Add guidance to docs

Changing fonts, most appropriate image sizes, managed WP hosting (sustainable data centers? also, constantly being on up-to-date PHP is better for energy usage), etc.

Recommended plugins incl. Wordfence, server caching, related, etc.

throttling bots helps with energy usage

Consider visual flag for images w/o alt text

It’s so common for ppl not to add alt text to their images... Could do something simple to flag images w/o alt text to logged in editors (blur the image, put a red border around the image, etc.)

Consider slideshow block

Or gallery setting? Not sure.

At any rate, this would be useful for Work pages for a lot of people, and probably on certain posts.

Consider a "hide media" setting

If you’re on a crap internet connection, want to save on mobile bandwidth, or just don’t want to use as much energy, you might want to hide images on a website. Could we make this an option, either w/in the theme settings or exposed to the user?

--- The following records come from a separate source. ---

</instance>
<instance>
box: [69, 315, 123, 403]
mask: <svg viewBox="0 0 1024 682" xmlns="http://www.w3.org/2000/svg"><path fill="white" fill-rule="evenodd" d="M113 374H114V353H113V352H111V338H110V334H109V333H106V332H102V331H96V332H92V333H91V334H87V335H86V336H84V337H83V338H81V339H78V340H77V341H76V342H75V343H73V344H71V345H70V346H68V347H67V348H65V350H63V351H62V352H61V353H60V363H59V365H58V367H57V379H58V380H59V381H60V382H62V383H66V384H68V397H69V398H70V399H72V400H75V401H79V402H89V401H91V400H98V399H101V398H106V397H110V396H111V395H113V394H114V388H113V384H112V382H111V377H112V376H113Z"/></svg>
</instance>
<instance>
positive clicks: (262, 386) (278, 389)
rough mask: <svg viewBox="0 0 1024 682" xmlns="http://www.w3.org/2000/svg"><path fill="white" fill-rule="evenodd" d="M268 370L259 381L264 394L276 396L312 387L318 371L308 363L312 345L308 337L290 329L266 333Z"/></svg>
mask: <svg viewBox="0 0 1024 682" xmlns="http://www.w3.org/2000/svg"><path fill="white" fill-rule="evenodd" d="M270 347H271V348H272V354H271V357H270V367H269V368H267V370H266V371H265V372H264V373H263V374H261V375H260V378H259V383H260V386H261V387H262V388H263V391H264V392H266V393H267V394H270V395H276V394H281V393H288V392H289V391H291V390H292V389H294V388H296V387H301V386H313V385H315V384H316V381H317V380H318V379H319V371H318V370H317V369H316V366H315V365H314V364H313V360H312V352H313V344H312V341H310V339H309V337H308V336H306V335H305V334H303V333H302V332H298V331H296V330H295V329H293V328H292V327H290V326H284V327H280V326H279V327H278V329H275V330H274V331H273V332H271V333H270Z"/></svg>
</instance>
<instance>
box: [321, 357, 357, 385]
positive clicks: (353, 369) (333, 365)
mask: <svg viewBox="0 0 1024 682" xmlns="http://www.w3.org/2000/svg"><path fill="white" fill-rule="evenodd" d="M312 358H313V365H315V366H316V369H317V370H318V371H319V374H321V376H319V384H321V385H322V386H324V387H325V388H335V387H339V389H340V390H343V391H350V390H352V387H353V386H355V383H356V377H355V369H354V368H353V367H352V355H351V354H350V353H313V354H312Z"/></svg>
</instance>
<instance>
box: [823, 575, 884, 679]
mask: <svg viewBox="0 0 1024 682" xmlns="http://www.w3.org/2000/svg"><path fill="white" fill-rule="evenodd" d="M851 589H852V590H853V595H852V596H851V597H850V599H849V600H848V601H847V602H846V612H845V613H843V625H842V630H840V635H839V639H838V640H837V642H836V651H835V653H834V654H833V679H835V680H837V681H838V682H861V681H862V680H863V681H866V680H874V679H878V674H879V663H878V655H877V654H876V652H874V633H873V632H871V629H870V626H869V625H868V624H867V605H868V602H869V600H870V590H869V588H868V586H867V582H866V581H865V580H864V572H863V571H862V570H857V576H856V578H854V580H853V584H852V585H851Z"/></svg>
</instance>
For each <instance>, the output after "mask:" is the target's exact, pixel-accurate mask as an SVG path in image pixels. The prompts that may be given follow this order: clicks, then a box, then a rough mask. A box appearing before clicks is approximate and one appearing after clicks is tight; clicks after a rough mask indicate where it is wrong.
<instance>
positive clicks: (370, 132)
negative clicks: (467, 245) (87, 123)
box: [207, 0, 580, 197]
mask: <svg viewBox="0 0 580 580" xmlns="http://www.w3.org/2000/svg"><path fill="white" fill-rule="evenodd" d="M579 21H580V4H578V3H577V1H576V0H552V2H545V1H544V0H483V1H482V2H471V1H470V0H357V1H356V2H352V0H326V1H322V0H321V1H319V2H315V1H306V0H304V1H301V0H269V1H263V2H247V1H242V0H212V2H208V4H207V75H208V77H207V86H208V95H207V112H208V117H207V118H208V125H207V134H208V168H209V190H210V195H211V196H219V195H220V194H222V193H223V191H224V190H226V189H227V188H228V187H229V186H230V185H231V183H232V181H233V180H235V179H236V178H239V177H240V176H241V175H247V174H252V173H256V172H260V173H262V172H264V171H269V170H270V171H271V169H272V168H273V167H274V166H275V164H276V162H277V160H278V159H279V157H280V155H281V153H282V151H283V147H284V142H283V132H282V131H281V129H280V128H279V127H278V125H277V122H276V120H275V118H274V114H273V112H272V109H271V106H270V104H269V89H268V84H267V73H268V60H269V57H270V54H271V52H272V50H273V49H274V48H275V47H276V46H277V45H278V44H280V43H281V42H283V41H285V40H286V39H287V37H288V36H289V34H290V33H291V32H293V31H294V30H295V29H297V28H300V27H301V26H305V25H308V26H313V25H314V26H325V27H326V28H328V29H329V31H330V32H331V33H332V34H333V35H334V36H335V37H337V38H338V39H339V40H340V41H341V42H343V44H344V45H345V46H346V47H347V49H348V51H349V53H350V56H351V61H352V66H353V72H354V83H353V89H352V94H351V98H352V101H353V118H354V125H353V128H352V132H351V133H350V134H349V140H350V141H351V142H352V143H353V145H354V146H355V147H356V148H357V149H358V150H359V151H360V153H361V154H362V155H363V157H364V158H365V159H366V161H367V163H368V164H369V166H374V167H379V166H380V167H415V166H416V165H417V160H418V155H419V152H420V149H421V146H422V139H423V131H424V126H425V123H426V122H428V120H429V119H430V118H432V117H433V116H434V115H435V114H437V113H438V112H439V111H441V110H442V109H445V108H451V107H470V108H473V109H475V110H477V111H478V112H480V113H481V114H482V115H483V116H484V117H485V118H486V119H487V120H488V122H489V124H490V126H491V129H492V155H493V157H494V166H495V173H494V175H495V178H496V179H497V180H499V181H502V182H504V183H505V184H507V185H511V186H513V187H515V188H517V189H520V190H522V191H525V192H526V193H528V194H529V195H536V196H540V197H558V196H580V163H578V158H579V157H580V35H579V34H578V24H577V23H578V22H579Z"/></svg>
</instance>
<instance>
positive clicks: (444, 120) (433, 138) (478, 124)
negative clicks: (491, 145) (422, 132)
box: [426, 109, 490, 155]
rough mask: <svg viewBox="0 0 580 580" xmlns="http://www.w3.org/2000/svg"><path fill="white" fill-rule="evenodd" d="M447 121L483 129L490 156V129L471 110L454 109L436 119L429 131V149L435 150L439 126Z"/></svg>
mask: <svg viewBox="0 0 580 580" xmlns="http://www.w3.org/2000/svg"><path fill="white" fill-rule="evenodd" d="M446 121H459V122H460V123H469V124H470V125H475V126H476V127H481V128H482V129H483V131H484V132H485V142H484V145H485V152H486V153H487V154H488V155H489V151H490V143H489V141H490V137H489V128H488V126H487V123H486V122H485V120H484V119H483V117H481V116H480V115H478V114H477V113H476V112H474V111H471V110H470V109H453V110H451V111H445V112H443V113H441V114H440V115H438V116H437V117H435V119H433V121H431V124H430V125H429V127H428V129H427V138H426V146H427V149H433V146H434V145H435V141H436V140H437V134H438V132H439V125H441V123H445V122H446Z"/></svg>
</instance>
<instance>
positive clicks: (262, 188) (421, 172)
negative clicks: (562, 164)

Consider alphabetical anchor links on index

Suggestion by Bec: Could be nice to have alphabetical anchor links on the index! Hurdles include:

  • If the index is just a shortcode as it currently is, this means it could be used anywhere (on a page, on a post, etc.). If this is the case, we probably can’t place this where the page title would normally go, even though that would look nicest. Way around this would be to make the Index its own, permanent page, but this would reduce flexibility.
  • What if the language is not using latin characters? TBH this is a problem with the existing index as well so will raise an issue for it.

Improve search input

make it a bit friendlier. placeholder text? keyline to left of search button?

Fun possibility: Pile of images on list

When we were messing with the theme, SB did this cool experiment. Set .post-index__post-item to display: contents and .post-item__image to position:sticky, resulted in this pile of images being moved from bottom to top of page as you scroll.

Could be a fun thing to explore, but note that you should not implement it exactly as written above due to probable accesibility issues.

Add “Drafts” shortcode

IDK, I just want it, could be cool.

This came about kinda off the back of coming across AZL’s Cocoon page. I’ve got about 114 drafts, some of which I’d like to revisit but haven’t had the chance to. Would be curious even to just put the titles out there.